The prosecution initially had asked for a 150 year sentence, which would have been the harshest sentence ever handed down in Canadian history.
Some survivors of the incident were angry that Bissonnette would face the possibility of parole, as well as the fact that he did not faces terrorism charges.
“Today is a sad day,” survivor Saïd El-Amari said outside the courtroom. “We are committing 17 orphans to 40 years of suffering, at the end of which they will have to show up again to keep this assassin behind bars.

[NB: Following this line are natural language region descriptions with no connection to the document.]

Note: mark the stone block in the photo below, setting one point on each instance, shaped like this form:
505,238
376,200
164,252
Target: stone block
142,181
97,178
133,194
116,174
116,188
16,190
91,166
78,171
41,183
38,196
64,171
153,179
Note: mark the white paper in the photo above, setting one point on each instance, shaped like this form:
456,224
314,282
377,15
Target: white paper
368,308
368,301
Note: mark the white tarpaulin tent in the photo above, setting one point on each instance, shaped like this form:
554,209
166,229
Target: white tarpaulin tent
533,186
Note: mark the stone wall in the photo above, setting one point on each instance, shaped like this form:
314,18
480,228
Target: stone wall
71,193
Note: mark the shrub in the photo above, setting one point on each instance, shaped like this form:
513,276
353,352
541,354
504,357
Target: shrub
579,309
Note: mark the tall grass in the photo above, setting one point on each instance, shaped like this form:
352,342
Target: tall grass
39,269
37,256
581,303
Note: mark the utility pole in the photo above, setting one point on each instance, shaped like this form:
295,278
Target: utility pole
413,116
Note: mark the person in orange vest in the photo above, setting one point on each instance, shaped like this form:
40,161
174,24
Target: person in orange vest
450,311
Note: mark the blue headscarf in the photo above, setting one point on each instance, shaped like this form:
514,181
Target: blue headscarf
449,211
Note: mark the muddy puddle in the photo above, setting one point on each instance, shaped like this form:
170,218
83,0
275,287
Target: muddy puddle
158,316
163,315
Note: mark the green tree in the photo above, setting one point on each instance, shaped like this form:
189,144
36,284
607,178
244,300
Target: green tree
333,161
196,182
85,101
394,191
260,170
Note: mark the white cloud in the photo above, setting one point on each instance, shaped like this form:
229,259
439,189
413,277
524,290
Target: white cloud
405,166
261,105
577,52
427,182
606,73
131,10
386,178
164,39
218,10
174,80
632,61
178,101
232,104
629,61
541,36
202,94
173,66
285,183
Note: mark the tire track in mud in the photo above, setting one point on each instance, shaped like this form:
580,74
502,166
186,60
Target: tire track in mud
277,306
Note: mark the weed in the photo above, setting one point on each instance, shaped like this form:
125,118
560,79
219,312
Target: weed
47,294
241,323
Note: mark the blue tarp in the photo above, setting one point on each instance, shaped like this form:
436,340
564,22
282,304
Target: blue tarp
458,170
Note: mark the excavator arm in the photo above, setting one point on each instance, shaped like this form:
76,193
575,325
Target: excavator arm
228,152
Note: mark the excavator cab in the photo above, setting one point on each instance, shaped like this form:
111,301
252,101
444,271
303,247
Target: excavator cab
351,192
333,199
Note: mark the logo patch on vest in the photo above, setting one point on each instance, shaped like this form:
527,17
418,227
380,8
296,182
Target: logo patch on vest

That suffering starts today and will last 40 years — I am floored.”
Bissonnette walked into the Quebec City Islamic cultural center right after evening prayers on January 27th, and quickly began shooting indiscriminately, killing six and wounding five others — including one man who was left paralyzed.
A massive manhunt was quickly launched and Bissonnette was arrested — although not before the Trump administration had attempted to use the tragedy to justify the president’s Muslim Ban.
In an interrogation video released shortly after, Bissonnette attempted to justify his actions by claiming he was trying to defend Canada from Muslim immigrants. Shortly before the attack, Prime Minister Justin Trudeau had made the decision to allow more Muslim refugees into the country, as a direct response to the Trump administration’s ban.
When investigators searched Bissonnette’s computer, it became clear that he had been radicalized by the far-right, frequently and obsessively checking the Twitter feeds of conservative personalities like Ben Shapiro as well as more far-right individuals like Richard Spencer, Alex Jones and David Duke.
“The same themes come up repeatedly,” prosecutor Thomas Jacques told the Montreal Gazette last April. “Firearms, mass shootings, the question of Islam and feminism and the mosque.”
Bissonnette pleaded guilty to the murders last March and said he regretted his actions. “I am ashamed of what I did,” he told the courtroom at the time. “I am not a terrorist, I am not an Islamophobe.”